Tab012Parser rebuilds the block structure to have an understandable format for the document parser:

Section X
x.1) A
x.2) B
x.3) C
Section X
x.1) A
x.2) B
x.3) C

After it performs this restructuring and calls the parser it stores the parsed values into the Notice. It is done block by block while checking which blocks are repeating blocks using the patterns come from configuration parameters (see below).

Important: parse method has a code part which contains Hungarian-specific parameters for the above restructuring mechanism. These will be moved out into configuration properties in the future.

Storing the Map values in POJOs are done by MappingUtils which uses Spring's BeanWrapper utility. MappingUtils adds the functionality of instantiating deeper structures using default constructors.

Tab012Config class

This class represents the configuration parameters of Tab012Parser and filled automatically by Spring.

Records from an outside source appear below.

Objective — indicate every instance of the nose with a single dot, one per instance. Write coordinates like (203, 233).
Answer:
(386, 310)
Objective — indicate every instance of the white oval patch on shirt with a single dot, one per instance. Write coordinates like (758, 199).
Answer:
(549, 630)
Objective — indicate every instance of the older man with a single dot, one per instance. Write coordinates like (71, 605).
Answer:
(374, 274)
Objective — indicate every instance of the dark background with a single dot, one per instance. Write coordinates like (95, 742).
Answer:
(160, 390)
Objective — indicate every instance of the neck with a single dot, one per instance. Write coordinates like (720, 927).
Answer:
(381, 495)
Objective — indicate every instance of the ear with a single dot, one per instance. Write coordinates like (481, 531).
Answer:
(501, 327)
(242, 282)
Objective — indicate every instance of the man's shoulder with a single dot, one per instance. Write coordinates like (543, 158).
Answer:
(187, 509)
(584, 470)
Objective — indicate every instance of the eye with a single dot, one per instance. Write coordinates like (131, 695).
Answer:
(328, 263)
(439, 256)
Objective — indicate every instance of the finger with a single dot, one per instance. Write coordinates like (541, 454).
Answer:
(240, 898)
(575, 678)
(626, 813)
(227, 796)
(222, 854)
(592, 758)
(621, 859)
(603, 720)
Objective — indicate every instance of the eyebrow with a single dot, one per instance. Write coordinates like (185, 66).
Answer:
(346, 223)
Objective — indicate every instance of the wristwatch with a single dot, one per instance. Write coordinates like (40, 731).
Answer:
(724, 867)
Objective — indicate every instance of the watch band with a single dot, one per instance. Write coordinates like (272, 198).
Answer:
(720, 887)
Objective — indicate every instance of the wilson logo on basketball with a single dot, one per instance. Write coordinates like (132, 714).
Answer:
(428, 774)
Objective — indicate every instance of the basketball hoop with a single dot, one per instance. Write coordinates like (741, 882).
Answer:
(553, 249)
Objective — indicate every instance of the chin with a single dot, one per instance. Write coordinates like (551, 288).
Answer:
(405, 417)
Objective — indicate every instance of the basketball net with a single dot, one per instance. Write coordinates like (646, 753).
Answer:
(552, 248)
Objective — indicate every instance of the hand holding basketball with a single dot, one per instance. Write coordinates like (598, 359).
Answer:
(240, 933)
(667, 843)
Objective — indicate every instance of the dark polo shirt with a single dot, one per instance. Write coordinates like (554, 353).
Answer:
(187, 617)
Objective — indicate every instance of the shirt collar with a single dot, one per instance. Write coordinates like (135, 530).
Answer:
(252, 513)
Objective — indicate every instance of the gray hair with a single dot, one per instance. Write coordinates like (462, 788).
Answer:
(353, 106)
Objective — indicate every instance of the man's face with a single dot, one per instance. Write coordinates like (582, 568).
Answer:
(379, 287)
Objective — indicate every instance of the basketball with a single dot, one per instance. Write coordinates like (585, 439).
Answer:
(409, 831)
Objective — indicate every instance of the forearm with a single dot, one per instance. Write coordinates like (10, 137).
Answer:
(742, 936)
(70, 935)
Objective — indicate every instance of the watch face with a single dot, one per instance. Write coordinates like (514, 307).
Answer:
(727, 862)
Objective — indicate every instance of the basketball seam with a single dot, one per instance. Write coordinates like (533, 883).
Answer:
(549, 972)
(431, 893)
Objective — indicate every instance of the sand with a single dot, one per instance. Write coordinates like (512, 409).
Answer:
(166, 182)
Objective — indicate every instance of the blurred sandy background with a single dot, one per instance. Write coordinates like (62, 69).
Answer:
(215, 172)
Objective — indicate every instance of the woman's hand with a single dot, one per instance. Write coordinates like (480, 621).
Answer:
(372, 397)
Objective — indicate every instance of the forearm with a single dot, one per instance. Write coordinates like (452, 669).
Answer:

You can specify the following parameters for each language:

Property Description
redflags.engine.parser.tab012.langspec.{LANG}.repeatingBlocks List of patterns that match normalized section header lines of repeating blocks
redflags.engine.parser.tab012.langspec.{LANG}.objBlock Pattern that matches normalized header line of Section II. Object of the contract section
redflags.engine.parser.tab012.langspec.{LANG}.lotBlock Pattern that matches normalized header line of lot sections
redflags.engine.parser.tab012.langspec.{LANG}.awardBlock Pattern that matches normalized header line of Section V. Contract award section

{LANG} must be the language code in upper case, same as in the parse language property.

As an example here's the configuration for Hungarian notices:

redflags.engine.parser.tab012:
    langspec:
        HU:
            repeatingBlocks:
                - "#II\\.?[AB]?\\.? szakasz: .* tárgya.*"
                - "#II\\. szakasz: Tárgy"
                - "#((A )?Részekre vonatkozó információk#)?Rész száma:?.*"
                - "#(V\\. szakasz: Az eljárás eredménye|(V\\. szakasz.*#)?((A )?szerződés|Rész) száma.*|V\\. SZAKASZ(?!: Eljárás).*)"
            objBlock: "#II\\.?[AB]?\\.? szakasz:.* tárgy.*"
            lotBlock: "#((A )?Részekre vonatkozó információk#)?Rész száma.*"
            awardBlock: "#(V\\. szakasz: Az eljárás eredménye|(V\\. szakasz.*#)?((A )?szerződés|Rész) száma.*|V\\. SZAKASZ(?!: Eljárás).*)"

Tab012Parser will use the appropriate language specific configuration automatically.

Example template

#II\. szakasz: A szerződés tárgya
##II\.1\.?\) Meghatározás
##II\.1\.1\.?\) Az ajánlatkérő által a szerződéshez rendelt elnevezés:?
(?<contractTitle>.*)
##II\.1\.2\.?\) A szerződés típusa.*teljesítés helye
(?<contractTypeInfo>(^(?!NUTS|HU\d+|A telj).*))
A teljesítés helye:? (?<placeOfPerformance>.*)
???#A szerződés típusa:? (?<contractTypeInfo>.*)
(?<placeOfPerformance>(^(?!NUTS|HU\d+).*))
##II\.1\.3\.?\) A hirdetmény tárgya
(?<shortDescription>.*)
##II\.1\.3\.?\) Közbeszerzésre, keretmegállapodásra és dinamikus beszerzési rendszerre \(DBR\) vonatkozó információk
(?<pcFaDps>.*)
##II\.1\.4\.?\) (Keretmegállapodásra vonatkozó információk|Információ a keretmegállapodásról)
(?<frameworkAgreement>.*)
##II\.1\.5\.?\) A szerződés.*rövid (meghatározása|leírása):?
(?<shortDescription>.*)
##II\.1\.6\.?\) Közös közbeszerzési szójegyzék \(CPV\)
##II\.1\.7\.?\) .*\(GPA\).*
(?<gpa>.*)

You can see the full version of this along with all templates in src/main/resources/templates directory.